Another reason why I hate grocery shopping is because I almost always have to drag the boys along. In Ben's mind, grocery store = balloons. I hate balloons. I hate them so much. They are just big, stupid drama bubbles. The moment Benjamin sees one, he's got to have it. He will die if he doesn't get it. I am the worst mom in the world if I do not purchase that stupid Sponge Bob balloon or the Thomas balloon or EVERY BALLOON IN THE STORE. I have all but outlawed balloons in our home. We still have one stuck in the corner of our living room ceiling that's been there for about a month. It has to be out of helium by now so I think it's being held up by static electricity alone. In the past, I have had to come up with some clever and sometimes dangerous ways to retrieve our ceiling balloons but it is never, ever worth it. Not two minutes after the balloon is retrieved, it ends up floating back up to the ceiling, serenaded by the ear-piercing shriek of one or both of the boys. There are also those fun-filled occasions when a balloon pops. Somehow, Ethan's balloons always end up popping. Weird. Now, every shopping trip with the boys is preceded by the threat to sell them to gypsies if the word "balloon" is even mentioned.
Grocery shopping with kids also means that I need to be extra attentive of their ninja-like grabbing skills.
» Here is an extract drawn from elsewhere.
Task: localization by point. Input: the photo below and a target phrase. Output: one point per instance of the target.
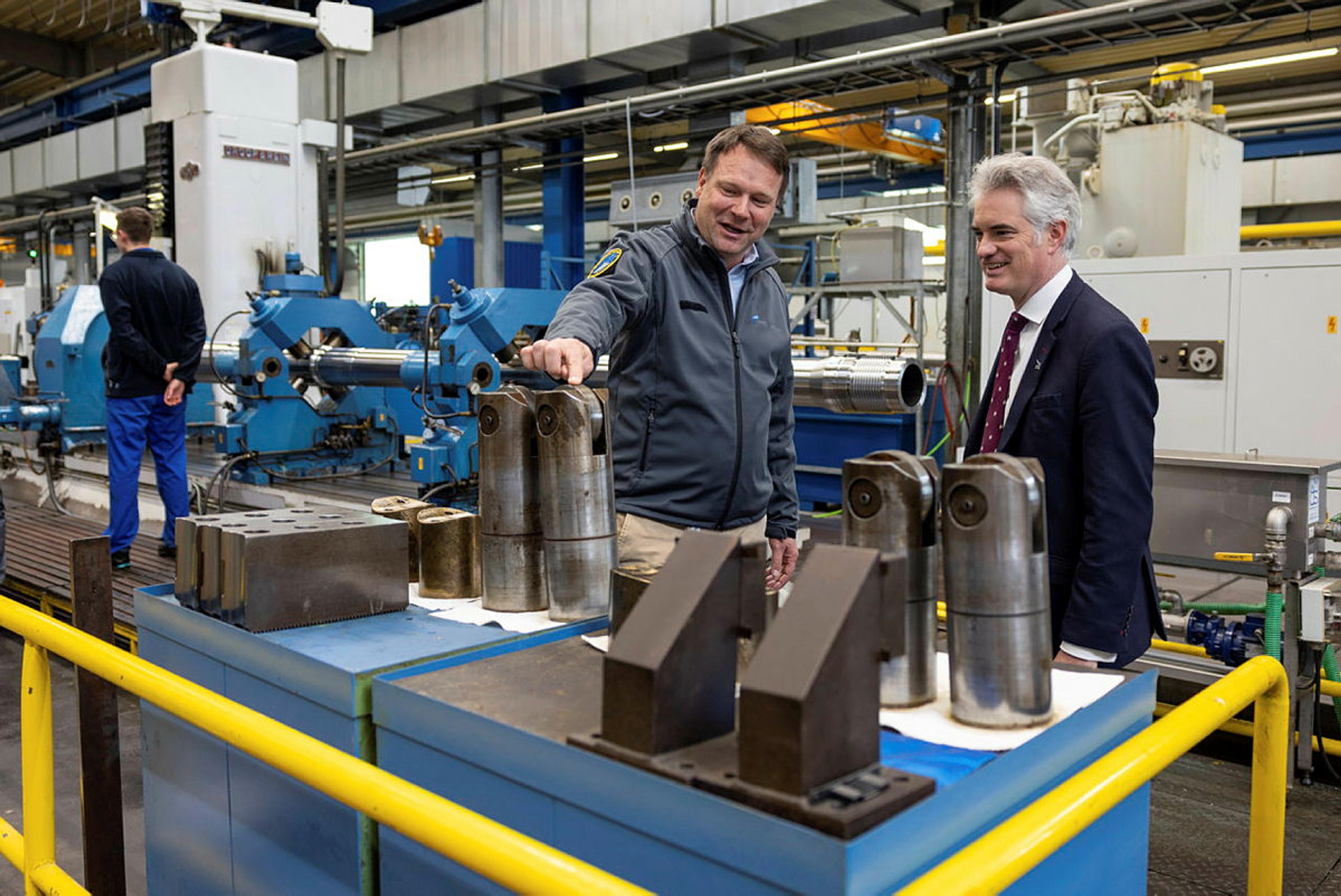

If I'm not careful, I'll end up with a cart full of scented candles, water balloons, lollipops, cat food, dog food, gardening implements, and who knows what else all because the stuff is shiny and colorful and it happened to be in their reach. Kids are sort of like magpies in that respect. One of Ben's favorite things to do when we're around company is to collect everyone's bracelets, rings, and watches. People will willingly give up their sparklies because he's just so darn cute but I can't help but think they're enabling a future kleptomaniac. So, I have to keep checking in on the contents of my cart to make certain that everything in there is something that I want in there.
Checking out is usually the biggest pain in the ass out of the entire shopping excursion. What's always right next to the check out counters? CANDY! Lots and lots of candy. And, more often than not, balloons. It's a double-threat. Once the candy is in sight, the chorus of whining and begging begins. Ethan just makes super high-pitched noises while stabbing his index fingers at the shiny wrappers. Ben begins by demanding the candy. Then, he moves directly onto the whinging and sobbing. When that doesn't work, he puts Operation Floppy Uncooperative Toddler into effect. He goes limp, leaving me to either let him drop to the filthy floor or attempt to keep him upright by hanging on to his wrist with one hand (while I swipe my card with the other and enter all the pertinent information) and draping him over one of my legs. The whole time this is happening, I'm getting the stink eye from everyone around me and no doubt they are all thinking to themselves about how their kids would never act like that. Or, they're secretly thanking whatever deity they believe in that it's not their kid who is acting up this time. By this point, I'm usually considering purchasing a couple of canvas bags to place over the boys' heads in the off chance they might act like parakeets and go to sleep.
This drama doesn't happen every time I go grocery shopping, but it happens often enough that I tend to wait until our fridge has nothing in it but a pitcher of water and jar of mayonnaise before I relent and make the trip. That being said, it's about that time again.